Concor banking on internal accruals for Rs 6k-cr capex plans in 5 years
Ram Prasad Sahu Mumbai
2 min read Last Updated : Sep 18 2019 | 11:37 PM IST
The 40-month low print of Exim trade for August led by a fall in imports and lower railways container volume growth are negative for Container Corporation of India (Concor), India’s largest transporter of containerised cargo through the rail route. While container volume growth was robust in August, it was led by port container volumes and not rail container transport indicating that trucks gained market share. With pressure on profitability of fleet operators, pricing could remain competitive going ahead for container operators.

Further, analysts at Edelweiss Securities believe that with August container rail volumes falling by 3 per cent year-on-year it will be even more difficult for Concor to achieve volume growth guidance of 10-12 per cent for FY20. With overall container volumes rising just 3 per cent year-to-date, analysts believe it will be a risk to their estimates of the company’s net profit for FY20. While analysts have baked in a lower 7-8 per cent volume growth for the fiscal, if the same trends continue, achieving this lower volume growth too could be difficult.

There are, however, a couple of positive triggers for the company. Given the slowdown in rail container traffic, the railway ministry has announced steps to boost share of traffic from this mode of transport. This, according to analysts at Nomura, is expected to yield 35 per cent cost savings for container traffic on shorter distances. The other positive is the containerisation of trade traffic. Even in August when overall trade volumes were down, container volume growth was better year-on-year, which indicates higher containerisation.

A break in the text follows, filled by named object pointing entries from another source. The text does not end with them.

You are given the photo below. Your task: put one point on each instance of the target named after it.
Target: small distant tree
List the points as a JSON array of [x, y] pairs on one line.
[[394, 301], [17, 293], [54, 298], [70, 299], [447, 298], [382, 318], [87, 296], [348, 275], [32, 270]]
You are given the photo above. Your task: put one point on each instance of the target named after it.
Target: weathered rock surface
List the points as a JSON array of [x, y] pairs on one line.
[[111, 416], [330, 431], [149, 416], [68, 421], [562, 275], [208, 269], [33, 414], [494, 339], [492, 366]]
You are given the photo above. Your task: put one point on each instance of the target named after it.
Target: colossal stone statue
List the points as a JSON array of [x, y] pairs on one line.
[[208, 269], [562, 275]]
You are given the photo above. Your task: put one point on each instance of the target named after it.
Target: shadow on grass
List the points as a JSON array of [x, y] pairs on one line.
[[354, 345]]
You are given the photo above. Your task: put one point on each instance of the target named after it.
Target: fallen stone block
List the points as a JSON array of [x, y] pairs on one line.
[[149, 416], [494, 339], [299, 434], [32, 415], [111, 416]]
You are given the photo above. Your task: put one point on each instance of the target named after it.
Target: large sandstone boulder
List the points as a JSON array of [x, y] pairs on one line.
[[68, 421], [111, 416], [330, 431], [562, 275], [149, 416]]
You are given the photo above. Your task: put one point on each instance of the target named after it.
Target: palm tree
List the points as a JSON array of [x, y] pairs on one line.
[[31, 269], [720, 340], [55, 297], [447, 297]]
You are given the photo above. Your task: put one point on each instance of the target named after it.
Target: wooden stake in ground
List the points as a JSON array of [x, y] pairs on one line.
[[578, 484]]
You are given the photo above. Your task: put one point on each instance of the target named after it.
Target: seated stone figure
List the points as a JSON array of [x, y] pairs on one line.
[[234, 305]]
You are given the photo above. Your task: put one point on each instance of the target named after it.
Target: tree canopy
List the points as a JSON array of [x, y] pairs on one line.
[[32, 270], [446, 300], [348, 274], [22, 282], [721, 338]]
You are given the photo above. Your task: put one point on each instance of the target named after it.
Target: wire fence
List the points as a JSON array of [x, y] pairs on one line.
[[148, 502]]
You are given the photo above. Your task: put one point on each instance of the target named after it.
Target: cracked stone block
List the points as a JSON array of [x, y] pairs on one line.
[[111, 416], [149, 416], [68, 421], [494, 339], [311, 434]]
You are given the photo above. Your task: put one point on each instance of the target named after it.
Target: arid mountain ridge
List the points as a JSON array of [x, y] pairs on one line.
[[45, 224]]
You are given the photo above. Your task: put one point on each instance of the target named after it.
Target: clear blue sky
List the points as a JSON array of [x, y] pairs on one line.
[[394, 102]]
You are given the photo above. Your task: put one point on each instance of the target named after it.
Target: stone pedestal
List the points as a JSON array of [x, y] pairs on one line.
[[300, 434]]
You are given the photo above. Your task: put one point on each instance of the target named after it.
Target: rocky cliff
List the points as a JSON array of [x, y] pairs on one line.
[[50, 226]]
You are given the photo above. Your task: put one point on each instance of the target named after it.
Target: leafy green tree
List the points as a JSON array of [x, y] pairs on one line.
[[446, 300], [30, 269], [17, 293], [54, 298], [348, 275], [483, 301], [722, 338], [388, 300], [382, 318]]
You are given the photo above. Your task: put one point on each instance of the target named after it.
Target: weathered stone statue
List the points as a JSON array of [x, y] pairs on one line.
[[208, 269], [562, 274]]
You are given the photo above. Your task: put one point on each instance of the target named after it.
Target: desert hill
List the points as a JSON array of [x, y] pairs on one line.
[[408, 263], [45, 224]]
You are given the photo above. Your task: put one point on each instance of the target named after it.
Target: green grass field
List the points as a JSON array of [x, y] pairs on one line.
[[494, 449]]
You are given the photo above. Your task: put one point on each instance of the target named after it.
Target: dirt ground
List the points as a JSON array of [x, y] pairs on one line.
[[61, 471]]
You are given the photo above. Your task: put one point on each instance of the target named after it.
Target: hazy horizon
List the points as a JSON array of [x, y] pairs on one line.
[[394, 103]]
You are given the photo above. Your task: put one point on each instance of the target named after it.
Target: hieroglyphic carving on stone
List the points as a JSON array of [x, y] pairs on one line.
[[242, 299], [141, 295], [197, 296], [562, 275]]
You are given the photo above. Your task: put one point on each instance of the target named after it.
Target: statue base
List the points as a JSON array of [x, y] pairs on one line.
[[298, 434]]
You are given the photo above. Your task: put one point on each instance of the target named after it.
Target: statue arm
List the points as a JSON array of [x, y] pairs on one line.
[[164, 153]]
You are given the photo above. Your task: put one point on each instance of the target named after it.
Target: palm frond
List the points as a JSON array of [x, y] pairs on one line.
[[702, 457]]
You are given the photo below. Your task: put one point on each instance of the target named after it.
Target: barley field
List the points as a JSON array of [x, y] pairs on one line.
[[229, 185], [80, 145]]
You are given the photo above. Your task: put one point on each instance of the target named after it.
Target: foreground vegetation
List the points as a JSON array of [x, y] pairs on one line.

The key trigger for the stock though continues to be the commissioning of the western railway dedicated freight corridor, the first 600 kilometres of which is expected to be commissioned by March of 2020. Given that the start of the end-to-end network will take at least three years, investors will have to wait for the full benefit of the same. In the near-term however the stock, which is trading at 25 times its FY20 net profit estimates, may languish as there are few triggers.